Introduction to Indexes - Part V

on August 02, 2010
   
In this article, we will take a closer look at nonclustered indexes, how SQL uses nonclustered indexes and some of the recommendations for selecting useful nonclustered indexes.

What is a nonclustered index?

A nonclustered index is the second type of index in SQL Server. They have the same b-tree structure as the clustered index (see previous article). Unlike the clustered index nonclustered indexes does not contain the entire data row at the leaf level. Rather, the nonclustered index contains just the columns defined in the index, and a pointer to the actual data row. See figure 1 for a high-level architecture. Assume that the nonclustered index depicted there is based off the clustered index depicted in the previous part.

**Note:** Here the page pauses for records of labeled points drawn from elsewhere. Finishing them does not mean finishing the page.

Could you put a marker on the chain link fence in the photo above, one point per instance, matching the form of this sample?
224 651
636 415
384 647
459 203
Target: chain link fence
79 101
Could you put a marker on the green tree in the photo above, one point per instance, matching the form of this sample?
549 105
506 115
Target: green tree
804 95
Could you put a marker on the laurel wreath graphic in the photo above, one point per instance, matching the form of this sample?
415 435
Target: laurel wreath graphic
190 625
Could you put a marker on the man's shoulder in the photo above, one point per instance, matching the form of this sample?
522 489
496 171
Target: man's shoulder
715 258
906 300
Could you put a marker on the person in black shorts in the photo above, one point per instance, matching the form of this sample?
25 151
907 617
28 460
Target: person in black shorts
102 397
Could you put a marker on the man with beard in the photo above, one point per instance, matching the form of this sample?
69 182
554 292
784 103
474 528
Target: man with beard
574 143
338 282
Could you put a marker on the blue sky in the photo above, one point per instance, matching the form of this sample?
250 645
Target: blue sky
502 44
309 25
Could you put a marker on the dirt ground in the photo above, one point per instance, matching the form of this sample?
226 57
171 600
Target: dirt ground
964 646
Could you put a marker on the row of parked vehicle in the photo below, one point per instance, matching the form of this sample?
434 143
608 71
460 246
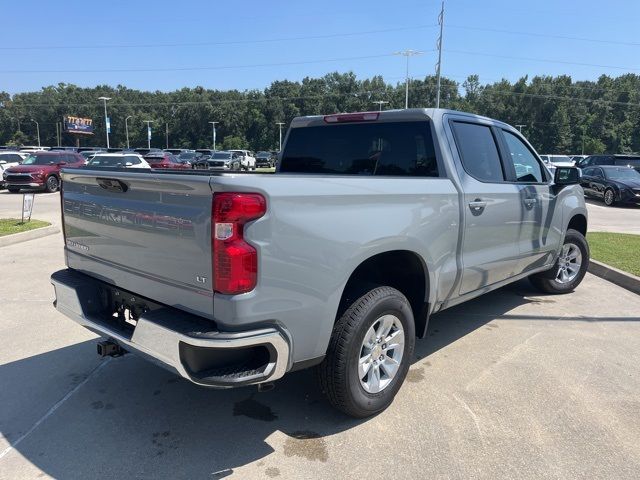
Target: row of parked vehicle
39 168
614 179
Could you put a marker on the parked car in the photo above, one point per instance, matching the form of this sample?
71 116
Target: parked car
557 160
188 158
117 160
144 151
90 153
41 170
65 149
632 161
611 184
248 161
165 160
264 160
177 151
8 159
374 222
220 160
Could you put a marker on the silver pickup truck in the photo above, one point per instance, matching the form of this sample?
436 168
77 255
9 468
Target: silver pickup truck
373 222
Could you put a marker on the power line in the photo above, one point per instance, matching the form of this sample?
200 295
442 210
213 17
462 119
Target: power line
186 69
210 44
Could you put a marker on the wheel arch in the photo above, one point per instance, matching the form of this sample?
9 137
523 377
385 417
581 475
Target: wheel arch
404 270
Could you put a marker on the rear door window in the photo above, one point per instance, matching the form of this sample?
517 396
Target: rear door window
478 151
380 148
525 164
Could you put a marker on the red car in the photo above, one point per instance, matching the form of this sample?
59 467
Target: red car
41 170
165 160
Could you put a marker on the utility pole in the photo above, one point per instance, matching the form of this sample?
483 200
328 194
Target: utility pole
213 134
148 122
166 132
107 122
126 129
380 103
407 53
37 129
280 125
439 45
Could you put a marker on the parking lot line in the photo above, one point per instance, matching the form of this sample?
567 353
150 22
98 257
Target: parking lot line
52 410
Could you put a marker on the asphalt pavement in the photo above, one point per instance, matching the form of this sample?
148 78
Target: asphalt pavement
511 385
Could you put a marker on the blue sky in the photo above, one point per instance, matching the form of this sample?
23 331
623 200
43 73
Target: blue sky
229 39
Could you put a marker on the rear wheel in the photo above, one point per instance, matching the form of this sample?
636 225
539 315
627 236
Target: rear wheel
369 353
52 184
609 197
569 269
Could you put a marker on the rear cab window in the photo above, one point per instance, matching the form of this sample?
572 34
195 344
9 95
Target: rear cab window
374 149
478 151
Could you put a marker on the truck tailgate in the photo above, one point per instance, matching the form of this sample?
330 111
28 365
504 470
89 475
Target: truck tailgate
149 233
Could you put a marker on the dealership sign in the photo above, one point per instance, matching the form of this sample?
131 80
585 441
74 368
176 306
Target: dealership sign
78 125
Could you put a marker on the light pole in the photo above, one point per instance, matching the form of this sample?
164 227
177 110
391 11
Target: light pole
107 123
213 134
148 122
407 53
280 125
380 103
37 129
439 64
126 129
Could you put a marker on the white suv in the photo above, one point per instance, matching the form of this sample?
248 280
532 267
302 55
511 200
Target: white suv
9 158
248 161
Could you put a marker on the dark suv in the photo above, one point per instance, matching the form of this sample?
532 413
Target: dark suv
632 161
41 170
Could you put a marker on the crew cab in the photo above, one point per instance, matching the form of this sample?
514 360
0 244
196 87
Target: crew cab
372 223
41 170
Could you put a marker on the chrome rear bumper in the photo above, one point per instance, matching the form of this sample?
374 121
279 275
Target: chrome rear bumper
176 340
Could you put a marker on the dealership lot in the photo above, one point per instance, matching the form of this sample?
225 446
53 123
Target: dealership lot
512 385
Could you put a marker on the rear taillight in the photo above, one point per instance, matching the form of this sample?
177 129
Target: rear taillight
235 262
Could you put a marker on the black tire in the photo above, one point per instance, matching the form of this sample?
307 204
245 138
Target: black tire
547 282
338 373
609 197
51 184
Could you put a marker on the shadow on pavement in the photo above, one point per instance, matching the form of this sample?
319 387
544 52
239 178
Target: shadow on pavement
132 419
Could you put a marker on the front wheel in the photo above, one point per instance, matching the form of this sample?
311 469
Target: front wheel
369 353
570 267
52 184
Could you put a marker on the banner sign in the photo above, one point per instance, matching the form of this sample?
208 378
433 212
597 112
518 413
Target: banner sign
78 125
27 206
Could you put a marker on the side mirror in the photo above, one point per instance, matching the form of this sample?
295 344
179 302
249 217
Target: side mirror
566 176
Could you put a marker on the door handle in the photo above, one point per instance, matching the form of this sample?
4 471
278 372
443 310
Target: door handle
477 205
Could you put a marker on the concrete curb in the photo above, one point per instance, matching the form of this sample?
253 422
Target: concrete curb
29 235
613 275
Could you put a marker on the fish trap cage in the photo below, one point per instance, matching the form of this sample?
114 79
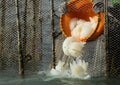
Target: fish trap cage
31 39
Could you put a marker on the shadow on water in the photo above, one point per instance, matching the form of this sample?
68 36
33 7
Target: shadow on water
42 79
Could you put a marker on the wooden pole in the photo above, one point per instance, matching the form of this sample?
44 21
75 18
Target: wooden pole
53 33
20 54
106 34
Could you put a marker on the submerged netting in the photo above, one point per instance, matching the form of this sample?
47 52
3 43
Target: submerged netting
36 38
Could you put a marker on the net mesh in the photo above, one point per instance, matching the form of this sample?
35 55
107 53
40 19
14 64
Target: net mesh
36 38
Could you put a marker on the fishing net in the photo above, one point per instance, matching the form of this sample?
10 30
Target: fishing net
36 38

When the underlying table is a heap (has no clustered index) then the pointer to the data row is the RID, an 8 byte structure comprised of the File ID, Page No and Slot index, i.e. the actual location of the row within the data file.
When the underlying table has a clustered index, the pointer to the actual data row is the clustering key. As mentioned in the previous article, this has important considerations for the selection of a clustering key.
There can be multiple non-clustered indexes on a table. In SQL 2005 and earlier, there was a limit of 249 non-clustered index per table. In SQL 2008, with the introduction of filtered indexes, the limit on indexes has been increased to 999.

Include columns

Columns specified as include columns are stored at the leaf level of the nonclustered index, but not at the intermediate or root levels. They are not part of the index key and do not count towards the 16 column/900 byte limit on indexes. Any data type other than the old LOB types (TEXT, NTEXT, IMAGE) are allowed for include columns, although columns defined as varbinary(MAX) Filestream are not permitted as include columns. The ability to specify include columns was added in SQL 2005.
Include columns are useful in that they are columns available in the index but not contributing to the size of the index key hence they make it easier to create covering indexes (see next section) than could be done without them.
Typically columns that appear only in the select clause of a query and not within the WHERE, FROM or GROUP BY are candidates for INCLUDE columns.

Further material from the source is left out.